AngloGold Ashanti establishes BG Umoja JV in Tanzania
AngloGold Ashanti, in line with it s strategy to ensure a sustainable contribution to the economies of host countries, has established the BG Umoja joint venture (JV), in Tanzania.
Awarded a $186m two-year mining contract for the Nyankanga and Geita Hill underground mining projects, the 80/20 joint venture is a partnership between Africa Underground Mining Services (AUMS) Tanzania, a subsidiary of Australia’s Perenti Group, and local drilling services and mining- supply company, Geofields Tanzania Limited.
The partnership is modelled on a similar underground mining joint venture at the Company’s Obuasi Redevelopment Project in Ghana between AUMS Ghana and Accra-based, wholly Ghanaian-owned Rocksure and will help build local specialised mining capacity.
“We’re working with our experienced mining contractors to assist in establishing local joint ventures for long-term transfer of sustainable skills, and to continue building on our sustainable local procurement programmes,” commented Sicelo Ntuli, AngloGold Ashanti’s Chief Operating Officer: Africa.
“AngloGold Ashanti is building sustainable local procurement programmes that will allow it to stimulate economic and social development at all of its operations, evidenced by the significant contribution Geita has made to the fiscus and people of Tanzania.”

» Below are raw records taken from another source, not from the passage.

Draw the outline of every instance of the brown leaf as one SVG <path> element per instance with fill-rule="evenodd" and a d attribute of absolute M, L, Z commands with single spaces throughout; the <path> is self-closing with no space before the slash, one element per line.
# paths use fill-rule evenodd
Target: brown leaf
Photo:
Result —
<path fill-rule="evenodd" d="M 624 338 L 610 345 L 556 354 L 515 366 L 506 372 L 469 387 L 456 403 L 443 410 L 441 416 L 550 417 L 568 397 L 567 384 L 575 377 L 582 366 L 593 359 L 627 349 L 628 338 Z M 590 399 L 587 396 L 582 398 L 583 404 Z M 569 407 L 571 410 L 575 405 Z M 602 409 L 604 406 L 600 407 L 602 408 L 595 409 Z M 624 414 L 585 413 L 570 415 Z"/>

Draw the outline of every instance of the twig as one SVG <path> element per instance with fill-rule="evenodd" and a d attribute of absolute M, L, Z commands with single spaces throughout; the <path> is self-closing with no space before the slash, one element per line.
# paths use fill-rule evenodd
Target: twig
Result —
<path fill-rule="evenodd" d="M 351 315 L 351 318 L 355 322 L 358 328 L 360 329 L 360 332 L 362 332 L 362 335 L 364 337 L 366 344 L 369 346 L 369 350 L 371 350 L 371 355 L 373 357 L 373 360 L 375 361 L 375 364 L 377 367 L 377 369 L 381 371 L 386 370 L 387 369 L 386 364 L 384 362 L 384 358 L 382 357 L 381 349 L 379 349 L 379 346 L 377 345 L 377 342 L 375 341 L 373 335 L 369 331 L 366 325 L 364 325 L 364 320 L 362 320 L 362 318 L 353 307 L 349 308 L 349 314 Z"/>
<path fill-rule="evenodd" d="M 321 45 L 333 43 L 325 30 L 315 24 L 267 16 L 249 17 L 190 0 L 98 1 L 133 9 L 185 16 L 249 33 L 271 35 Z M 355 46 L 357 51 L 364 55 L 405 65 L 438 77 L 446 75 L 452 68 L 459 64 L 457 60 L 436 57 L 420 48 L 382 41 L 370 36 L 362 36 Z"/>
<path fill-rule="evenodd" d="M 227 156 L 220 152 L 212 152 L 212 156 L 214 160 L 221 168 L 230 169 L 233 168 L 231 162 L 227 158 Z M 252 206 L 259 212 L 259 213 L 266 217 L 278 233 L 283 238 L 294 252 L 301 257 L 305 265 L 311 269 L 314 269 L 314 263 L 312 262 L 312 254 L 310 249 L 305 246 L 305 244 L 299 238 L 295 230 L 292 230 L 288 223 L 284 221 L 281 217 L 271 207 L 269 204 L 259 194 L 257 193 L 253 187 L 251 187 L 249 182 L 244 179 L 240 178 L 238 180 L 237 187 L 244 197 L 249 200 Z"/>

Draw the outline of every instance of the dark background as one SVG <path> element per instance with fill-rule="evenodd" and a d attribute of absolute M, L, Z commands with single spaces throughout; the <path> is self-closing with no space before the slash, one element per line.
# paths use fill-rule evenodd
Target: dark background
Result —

AngloGold Ashanti’s annual expenditure with indigenous Tanzanian suppliers has almost tripled to $162mn since 2016. The company’s local team in Tanzania has set itself an ambitious target of 60% to 70% of all expenditures with indigenous Tanzanian companies, by 2025.
Scope 3 Emissions
In addition, AngloGold Ashanti’s Geita Gold Mine has awarded a two-year fuel transportation contract, worth approximately $10.8m a year, to two local contractors - one of which is originally from Geita. This is in line with the mine’s commitment to contribute to the economies of host communities. The Geita-based company was part of Geita Mine’s supply chain capacity building initiative for host community suppliers, a partnership between the Mine and the National Economic Empowerment Council.

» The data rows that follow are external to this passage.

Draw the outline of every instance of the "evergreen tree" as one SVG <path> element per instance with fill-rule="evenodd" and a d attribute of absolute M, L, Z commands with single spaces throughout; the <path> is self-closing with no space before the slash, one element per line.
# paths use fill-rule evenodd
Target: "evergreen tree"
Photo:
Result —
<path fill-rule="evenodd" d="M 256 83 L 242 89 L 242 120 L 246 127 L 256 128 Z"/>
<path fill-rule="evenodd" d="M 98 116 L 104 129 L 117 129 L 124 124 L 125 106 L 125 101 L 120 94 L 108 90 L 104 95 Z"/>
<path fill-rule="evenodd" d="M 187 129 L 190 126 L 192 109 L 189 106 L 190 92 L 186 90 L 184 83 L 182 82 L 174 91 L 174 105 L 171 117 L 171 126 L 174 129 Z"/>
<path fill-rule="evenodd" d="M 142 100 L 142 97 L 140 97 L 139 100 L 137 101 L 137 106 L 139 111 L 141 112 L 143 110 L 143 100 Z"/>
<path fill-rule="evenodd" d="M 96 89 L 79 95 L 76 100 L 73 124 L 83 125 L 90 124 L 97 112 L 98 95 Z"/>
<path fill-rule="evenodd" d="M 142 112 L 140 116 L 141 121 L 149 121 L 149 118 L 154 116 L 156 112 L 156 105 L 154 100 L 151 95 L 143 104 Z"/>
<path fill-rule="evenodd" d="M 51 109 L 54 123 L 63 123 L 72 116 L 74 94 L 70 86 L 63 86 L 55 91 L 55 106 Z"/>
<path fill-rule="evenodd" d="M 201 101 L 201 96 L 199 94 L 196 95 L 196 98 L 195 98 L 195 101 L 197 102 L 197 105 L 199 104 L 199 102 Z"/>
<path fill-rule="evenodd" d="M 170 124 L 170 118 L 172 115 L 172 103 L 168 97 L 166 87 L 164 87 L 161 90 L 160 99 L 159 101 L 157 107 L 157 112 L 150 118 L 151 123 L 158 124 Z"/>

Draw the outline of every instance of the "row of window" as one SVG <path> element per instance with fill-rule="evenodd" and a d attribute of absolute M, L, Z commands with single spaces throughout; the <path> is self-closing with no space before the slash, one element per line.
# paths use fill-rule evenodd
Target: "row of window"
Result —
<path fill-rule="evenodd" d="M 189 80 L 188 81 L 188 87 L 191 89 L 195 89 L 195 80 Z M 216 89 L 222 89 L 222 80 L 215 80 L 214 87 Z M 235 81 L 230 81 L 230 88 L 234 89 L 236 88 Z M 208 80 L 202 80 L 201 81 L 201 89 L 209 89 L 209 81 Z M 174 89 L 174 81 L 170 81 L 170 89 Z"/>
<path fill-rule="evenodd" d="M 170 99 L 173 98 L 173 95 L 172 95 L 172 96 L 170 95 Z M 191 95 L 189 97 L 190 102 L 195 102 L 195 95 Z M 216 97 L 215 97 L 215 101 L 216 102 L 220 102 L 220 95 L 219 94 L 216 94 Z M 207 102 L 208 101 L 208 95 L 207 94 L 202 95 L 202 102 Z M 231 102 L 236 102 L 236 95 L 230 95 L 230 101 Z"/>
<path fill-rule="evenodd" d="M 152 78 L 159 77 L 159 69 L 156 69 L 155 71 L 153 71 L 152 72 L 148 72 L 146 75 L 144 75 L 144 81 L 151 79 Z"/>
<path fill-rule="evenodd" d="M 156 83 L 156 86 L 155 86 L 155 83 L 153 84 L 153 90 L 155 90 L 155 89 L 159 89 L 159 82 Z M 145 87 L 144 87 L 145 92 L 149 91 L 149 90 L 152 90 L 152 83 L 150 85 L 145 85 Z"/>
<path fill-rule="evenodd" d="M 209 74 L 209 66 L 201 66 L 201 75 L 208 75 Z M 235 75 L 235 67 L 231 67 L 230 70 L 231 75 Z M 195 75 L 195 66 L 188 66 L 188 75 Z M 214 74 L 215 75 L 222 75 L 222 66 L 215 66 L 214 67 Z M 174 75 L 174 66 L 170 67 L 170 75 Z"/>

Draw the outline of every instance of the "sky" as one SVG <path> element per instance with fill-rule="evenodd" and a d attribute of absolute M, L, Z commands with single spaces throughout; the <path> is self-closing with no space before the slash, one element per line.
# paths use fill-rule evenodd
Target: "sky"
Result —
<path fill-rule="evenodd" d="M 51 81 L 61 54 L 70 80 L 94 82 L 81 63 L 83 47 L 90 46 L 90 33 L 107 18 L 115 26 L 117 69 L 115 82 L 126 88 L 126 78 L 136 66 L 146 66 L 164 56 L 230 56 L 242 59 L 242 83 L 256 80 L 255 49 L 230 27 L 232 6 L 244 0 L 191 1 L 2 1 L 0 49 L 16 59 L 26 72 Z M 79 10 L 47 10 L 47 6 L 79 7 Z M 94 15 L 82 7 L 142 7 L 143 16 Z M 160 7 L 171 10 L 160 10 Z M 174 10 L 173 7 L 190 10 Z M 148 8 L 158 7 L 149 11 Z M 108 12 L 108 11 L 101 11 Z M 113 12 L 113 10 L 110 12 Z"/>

To influence Scope 3 emissions, trucks are to be compliant with EURO IV emissions standards, tankers are to be made of an aluminium alloy material to reduce weight and the age of the fleet will be maintained at less than six years.
Diversity & Inclusion
The contractors already employ women fuel tanker drivers, fulfilling the Mine’s requirements for diversity and inclusion. The two contractors both own workshop facilities in Geita town and participate in social initiatives aimed at uplifting the lives of host community residents.
AngloGold Ashanti has been operating at Geita Gold Mine for more than 20 years, with the project initially a single pit mine, evolving now to a predominantly underground operation, employing 5,700 employees and contractors.

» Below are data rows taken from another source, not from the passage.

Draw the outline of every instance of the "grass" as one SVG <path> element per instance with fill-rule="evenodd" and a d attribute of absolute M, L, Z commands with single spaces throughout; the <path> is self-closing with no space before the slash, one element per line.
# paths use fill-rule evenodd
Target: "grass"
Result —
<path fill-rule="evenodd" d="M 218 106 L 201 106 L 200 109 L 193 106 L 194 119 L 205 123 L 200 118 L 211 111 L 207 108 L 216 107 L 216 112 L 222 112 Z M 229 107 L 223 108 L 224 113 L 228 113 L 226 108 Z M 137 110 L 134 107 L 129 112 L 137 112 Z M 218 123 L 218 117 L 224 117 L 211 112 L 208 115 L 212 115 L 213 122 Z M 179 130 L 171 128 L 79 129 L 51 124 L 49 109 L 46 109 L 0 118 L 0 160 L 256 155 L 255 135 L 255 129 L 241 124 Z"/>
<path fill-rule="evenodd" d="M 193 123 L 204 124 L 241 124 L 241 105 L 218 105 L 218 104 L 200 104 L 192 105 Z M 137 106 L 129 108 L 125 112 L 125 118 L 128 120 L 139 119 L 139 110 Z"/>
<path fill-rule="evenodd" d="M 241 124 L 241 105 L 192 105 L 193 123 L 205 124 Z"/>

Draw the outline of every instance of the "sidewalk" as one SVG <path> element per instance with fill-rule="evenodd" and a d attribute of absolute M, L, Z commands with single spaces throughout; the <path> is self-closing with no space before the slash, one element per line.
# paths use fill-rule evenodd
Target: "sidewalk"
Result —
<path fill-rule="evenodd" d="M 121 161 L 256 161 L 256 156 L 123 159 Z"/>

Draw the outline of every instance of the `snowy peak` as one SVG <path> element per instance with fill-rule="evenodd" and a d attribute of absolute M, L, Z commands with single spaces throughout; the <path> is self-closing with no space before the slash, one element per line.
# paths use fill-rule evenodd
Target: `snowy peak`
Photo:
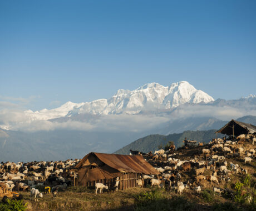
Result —
<path fill-rule="evenodd" d="M 135 114 L 141 111 L 171 109 L 184 103 L 207 103 L 214 101 L 201 90 L 197 90 L 186 81 L 173 83 L 164 87 L 157 83 L 146 84 L 134 91 L 119 89 L 109 99 L 100 99 L 91 102 L 75 103 L 68 102 L 60 107 L 32 112 L 25 111 L 31 119 L 55 118 L 90 113 L 96 115 Z"/>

Earlier this year, the Government of Tanzania recognized AngloGold Ashanti’s contribution to the economy of the country, awarding it for its outstanding performance in a number of areas, including environmental and safety performance, corporate social investment, the best taxpayer in the mining sector, the runners up in local business content and overall best performer in the mining sector in Tanzania in 2019/2020.
Geita Gold Mine
Geita, one of AngloGold Ashanti’s flagship mines, is located in north-western Tanzania in the Lake Victoria goldfields of Mwanza region, about 120km from Mwanza and 4km west of the town of Geita. It has been in operation as a large-scale mine since 2000.